Dental health in Aussie and Kiwi children
How are our children’s teeth and how can we best promote dental health?
What are the factors that contribute to the risk of decay?
The significant social and geographical inequality in oral health status points to the significant influence of social, economic, environmental and cultural factors in the development of decay.
The three main pillars of oral health are:
- Water fluoridation
- Oral hygiene (teeth brushing)
- Diet (especially sugars and other fermentable carbohydrates)
Water fluoridation
The Australian Institute of Health & Welfare (AIHW) reports access to fluoridated water is high, ranging from 76% in Queensland to 100% in the Australian Capital Territory (ACT). Children in cities have highest access while children in regional areas have poorer access, down to 55% in remote and very remote areas that rely on tank water and bores. Children in high-income households are also more likely to drink tap water (79%) than low-income households (65%)
The latest data show 69% of children aged 4-14 were brushing their teeth twice per day as recommended, but it was only 54% in indigenous children and 59% in low-income households. Many disadvantaged households find private dental treatment unaffordable and waiting periods for public treatment are long.

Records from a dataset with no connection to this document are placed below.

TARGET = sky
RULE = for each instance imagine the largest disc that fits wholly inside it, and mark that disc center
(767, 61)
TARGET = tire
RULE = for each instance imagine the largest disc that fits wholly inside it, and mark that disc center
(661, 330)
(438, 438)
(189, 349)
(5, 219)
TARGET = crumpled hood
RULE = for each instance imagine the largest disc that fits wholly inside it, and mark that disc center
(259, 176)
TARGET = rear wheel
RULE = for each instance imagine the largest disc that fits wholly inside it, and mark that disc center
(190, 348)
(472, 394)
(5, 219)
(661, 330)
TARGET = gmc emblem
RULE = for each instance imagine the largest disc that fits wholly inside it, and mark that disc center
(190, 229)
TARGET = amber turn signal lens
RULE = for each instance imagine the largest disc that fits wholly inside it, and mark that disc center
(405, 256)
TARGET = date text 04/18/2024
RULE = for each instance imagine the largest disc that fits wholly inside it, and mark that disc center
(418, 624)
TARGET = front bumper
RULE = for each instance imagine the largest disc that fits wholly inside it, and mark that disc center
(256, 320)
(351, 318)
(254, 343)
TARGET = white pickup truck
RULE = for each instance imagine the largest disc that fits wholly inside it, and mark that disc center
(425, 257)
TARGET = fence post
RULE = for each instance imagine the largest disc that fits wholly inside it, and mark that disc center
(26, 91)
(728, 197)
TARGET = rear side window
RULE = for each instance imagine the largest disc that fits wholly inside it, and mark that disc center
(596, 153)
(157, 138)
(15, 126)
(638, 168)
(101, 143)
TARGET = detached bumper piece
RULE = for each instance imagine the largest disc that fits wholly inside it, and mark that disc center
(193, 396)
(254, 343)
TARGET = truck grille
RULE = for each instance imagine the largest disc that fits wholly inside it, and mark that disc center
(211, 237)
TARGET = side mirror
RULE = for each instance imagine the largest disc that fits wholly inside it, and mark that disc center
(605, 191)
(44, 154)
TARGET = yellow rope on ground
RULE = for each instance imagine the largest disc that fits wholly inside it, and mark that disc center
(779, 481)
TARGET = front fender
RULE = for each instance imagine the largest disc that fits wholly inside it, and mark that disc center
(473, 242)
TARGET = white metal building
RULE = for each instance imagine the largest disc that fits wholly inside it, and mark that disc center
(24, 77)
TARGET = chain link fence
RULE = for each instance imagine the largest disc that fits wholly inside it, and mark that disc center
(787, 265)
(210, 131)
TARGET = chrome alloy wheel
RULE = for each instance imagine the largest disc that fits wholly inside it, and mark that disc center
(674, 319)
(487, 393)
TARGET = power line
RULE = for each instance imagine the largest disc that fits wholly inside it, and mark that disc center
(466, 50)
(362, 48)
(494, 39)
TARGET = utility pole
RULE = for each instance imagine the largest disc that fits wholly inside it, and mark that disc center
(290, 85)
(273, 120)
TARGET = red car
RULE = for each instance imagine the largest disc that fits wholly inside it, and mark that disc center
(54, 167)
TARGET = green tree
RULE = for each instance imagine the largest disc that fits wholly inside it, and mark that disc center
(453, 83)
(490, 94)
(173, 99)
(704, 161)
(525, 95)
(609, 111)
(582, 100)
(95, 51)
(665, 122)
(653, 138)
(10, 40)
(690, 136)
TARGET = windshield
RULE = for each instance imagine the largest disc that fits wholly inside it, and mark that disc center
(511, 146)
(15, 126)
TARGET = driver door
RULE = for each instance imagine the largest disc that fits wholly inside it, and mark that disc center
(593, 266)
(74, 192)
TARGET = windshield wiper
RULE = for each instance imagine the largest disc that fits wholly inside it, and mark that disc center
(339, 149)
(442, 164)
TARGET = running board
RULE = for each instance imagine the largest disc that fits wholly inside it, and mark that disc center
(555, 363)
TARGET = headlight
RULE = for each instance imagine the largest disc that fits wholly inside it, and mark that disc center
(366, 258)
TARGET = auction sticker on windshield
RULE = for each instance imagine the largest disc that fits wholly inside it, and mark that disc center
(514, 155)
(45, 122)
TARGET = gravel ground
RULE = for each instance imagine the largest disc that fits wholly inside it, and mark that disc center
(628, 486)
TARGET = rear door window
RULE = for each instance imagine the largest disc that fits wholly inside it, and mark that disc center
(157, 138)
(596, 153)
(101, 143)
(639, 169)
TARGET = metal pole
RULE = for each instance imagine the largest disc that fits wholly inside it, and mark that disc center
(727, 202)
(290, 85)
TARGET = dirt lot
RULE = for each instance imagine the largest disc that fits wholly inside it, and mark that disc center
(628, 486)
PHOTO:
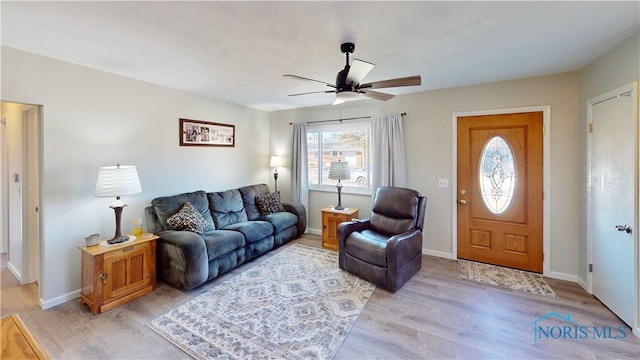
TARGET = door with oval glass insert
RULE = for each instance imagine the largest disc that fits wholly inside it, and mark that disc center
(500, 210)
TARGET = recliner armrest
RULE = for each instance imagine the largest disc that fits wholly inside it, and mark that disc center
(403, 247)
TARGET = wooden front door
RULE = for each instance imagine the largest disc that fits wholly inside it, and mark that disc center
(500, 210)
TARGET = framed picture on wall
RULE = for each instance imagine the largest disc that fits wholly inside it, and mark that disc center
(204, 133)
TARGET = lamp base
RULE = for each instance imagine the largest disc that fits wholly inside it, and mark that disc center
(118, 240)
(118, 237)
(339, 206)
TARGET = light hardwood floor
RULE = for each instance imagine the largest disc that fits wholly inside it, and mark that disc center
(435, 315)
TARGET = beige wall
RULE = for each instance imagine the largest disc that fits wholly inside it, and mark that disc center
(429, 143)
(93, 119)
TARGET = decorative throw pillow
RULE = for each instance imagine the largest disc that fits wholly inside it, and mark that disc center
(188, 218)
(269, 203)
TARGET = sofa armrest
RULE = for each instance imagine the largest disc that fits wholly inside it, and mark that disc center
(182, 259)
(297, 209)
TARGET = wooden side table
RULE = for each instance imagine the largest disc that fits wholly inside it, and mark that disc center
(115, 274)
(331, 218)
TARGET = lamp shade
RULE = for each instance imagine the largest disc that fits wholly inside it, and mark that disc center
(339, 171)
(117, 181)
(276, 161)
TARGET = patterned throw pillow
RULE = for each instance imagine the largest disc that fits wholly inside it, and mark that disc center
(189, 219)
(269, 203)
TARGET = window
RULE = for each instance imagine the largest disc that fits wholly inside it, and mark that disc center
(344, 142)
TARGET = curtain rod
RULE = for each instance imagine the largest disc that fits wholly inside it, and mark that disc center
(345, 119)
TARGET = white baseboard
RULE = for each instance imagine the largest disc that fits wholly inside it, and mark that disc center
(435, 253)
(15, 272)
(46, 304)
(583, 283)
(562, 276)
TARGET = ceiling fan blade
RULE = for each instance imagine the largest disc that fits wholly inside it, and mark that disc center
(358, 70)
(307, 79)
(314, 92)
(406, 81)
(377, 95)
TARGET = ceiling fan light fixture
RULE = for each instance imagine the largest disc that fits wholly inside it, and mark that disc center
(346, 95)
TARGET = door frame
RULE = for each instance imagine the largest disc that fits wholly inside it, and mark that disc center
(546, 187)
(633, 87)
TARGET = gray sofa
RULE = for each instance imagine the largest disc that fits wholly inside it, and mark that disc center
(235, 231)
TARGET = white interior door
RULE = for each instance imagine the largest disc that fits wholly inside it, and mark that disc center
(613, 202)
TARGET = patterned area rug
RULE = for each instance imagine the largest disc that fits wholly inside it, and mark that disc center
(517, 280)
(296, 304)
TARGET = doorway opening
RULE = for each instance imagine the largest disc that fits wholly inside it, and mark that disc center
(21, 190)
(545, 166)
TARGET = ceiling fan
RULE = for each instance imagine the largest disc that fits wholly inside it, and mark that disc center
(348, 87)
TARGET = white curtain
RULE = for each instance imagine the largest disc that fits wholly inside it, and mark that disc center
(299, 172)
(388, 161)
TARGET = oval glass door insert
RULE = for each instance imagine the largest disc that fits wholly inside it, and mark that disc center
(497, 175)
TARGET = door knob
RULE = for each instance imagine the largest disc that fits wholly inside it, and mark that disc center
(625, 228)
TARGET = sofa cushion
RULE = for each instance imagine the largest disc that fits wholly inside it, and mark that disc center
(221, 242)
(168, 205)
(252, 230)
(280, 220)
(249, 194)
(189, 219)
(226, 208)
(269, 203)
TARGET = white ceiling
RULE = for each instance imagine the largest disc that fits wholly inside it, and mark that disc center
(238, 51)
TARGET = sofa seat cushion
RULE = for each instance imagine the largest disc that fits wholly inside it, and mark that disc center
(221, 242)
(227, 207)
(280, 220)
(166, 206)
(368, 246)
(252, 230)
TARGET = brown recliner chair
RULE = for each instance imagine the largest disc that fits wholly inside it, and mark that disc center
(386, 249)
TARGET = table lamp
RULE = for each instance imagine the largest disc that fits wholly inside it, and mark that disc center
(117, 181)
(339, 171)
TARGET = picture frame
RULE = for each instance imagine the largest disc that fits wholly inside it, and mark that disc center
(205, 133)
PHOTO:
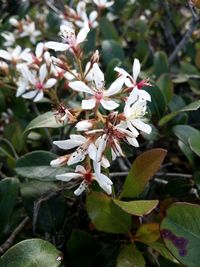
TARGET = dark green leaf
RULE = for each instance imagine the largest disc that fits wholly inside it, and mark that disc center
(143, 168)
(31, 253)
(36, 165)
(105, 215)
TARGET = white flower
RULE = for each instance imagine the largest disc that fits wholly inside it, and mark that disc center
(38, 83)
(103, 3)
(132, 84)
(85, 147)
(99, 95)
(36, 58)
(28, 29)
(9, 38)
(87, 176)
(69, 37)
(134, 113)
(13, 55)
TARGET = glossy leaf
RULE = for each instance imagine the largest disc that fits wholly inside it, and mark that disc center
(130, 256)
(143, 168)
(105, 215)
(36, 165)
(137, 207)
(9, 190)
(31, 253)
(194, 142)
(148, 233)
(191, 107)
(181, 232)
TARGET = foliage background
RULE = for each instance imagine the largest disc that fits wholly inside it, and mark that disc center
(165, 37)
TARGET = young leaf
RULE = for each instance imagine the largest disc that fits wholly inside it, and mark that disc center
(36, 165)
(137, 207)
(130, 256)
(143, 168)
(181, 232)
(148, 233)
(105, 215)
(33, 253)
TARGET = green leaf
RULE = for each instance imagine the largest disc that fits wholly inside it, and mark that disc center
(105, 215)
(181, 232)
(52, 212)
(137, 207)
(130, 256)
(31, 253)
(82, 248)
(166, 86)
(9, 189)
(46, 120)
(36, 165)
(110, 50)
(148, 233)
(191, 107)
(194, 142)
(108, 30)
(160, 64)
(143, 168)
(162, 250)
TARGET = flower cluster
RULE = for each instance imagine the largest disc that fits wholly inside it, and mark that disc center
(109, 114)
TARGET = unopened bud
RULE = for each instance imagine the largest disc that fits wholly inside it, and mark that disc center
(95, 57)
(4, 67)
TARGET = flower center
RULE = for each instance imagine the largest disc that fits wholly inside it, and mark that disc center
(39, 86)
(88, 177)
(99, 96)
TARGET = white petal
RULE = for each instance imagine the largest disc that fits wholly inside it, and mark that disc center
(50, 83)
(89, 103)
(101, 147)
(39, 50)
(76, 157)
(5, 55)
(115, 87)
(121, 71)
(98, 76)
(80, 87)
(83, 125)
(78, 137)
(30, 94)
(136, 68)
(109, 104)
(144, 95)
(133, 130)
(39, 96)
(81, 36)
(66, 177)
(80, 189)
(67, 144)
(80, 169)
(133, 141)
(43, 72)
(57, 46)
(92, 151)
(140, 125)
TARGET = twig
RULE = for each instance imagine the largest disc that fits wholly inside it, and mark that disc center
(45, 129)
(8, 243)
(159, 174)
(187, 35)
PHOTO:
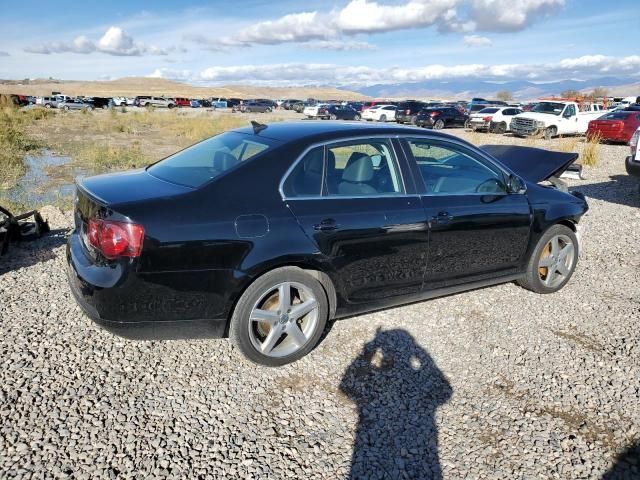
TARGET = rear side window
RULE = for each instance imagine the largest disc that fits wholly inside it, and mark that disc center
(204, 161)
(448, 170)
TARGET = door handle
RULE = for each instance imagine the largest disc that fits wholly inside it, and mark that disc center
(326, 225)
(442, 218)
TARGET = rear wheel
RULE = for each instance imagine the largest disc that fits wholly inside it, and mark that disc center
(553, 261)
(280, 317)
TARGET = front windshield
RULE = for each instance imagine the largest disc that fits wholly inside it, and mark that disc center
(549, 107)
(204, 161)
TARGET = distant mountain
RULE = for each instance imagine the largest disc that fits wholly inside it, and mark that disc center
(520, 89)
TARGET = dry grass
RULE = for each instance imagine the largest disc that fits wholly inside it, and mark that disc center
(591, 151)
(15, 142)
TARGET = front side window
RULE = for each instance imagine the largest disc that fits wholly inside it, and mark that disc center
(362, 168)
(449, 170)
(204, 161)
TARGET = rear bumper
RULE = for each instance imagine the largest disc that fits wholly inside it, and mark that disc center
(128, 307)
(632, 166)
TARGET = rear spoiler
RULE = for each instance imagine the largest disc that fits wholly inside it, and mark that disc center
(535, 164)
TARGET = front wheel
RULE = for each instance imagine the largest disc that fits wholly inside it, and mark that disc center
(553, 261)
(280, 317)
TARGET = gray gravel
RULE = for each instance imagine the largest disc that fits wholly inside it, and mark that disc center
(492, 384)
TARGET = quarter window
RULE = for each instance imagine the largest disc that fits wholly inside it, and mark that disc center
(363, 168)
(449, 170)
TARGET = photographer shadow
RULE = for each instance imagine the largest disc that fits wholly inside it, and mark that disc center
(397, 388)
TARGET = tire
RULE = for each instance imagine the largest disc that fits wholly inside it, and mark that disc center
(537, 277)
(550, 132)
(262, 299)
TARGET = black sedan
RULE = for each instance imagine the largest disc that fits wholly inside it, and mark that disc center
(266, 233)
(441, 117)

In New Zealand, only 60% of the population have access to fluoridated water. Children with fluoridated water supplies have better oral health than those without. People on the North Island were four times more likely to have access to fluoridated water than those in the South Island.
How are our children’s teeth?
Researchers from the University of Adelaide, South Australia were commissioned to perform a cross sectional study of 24,664 children 5-14 years in 2012-14. The Oral health of Australian children report concluded that despite some improvement, child oral health has remained a significant population health issue. There are social inequalities in child oral health and substantial social patterning of oral health status, dental service use and dental health behaviours.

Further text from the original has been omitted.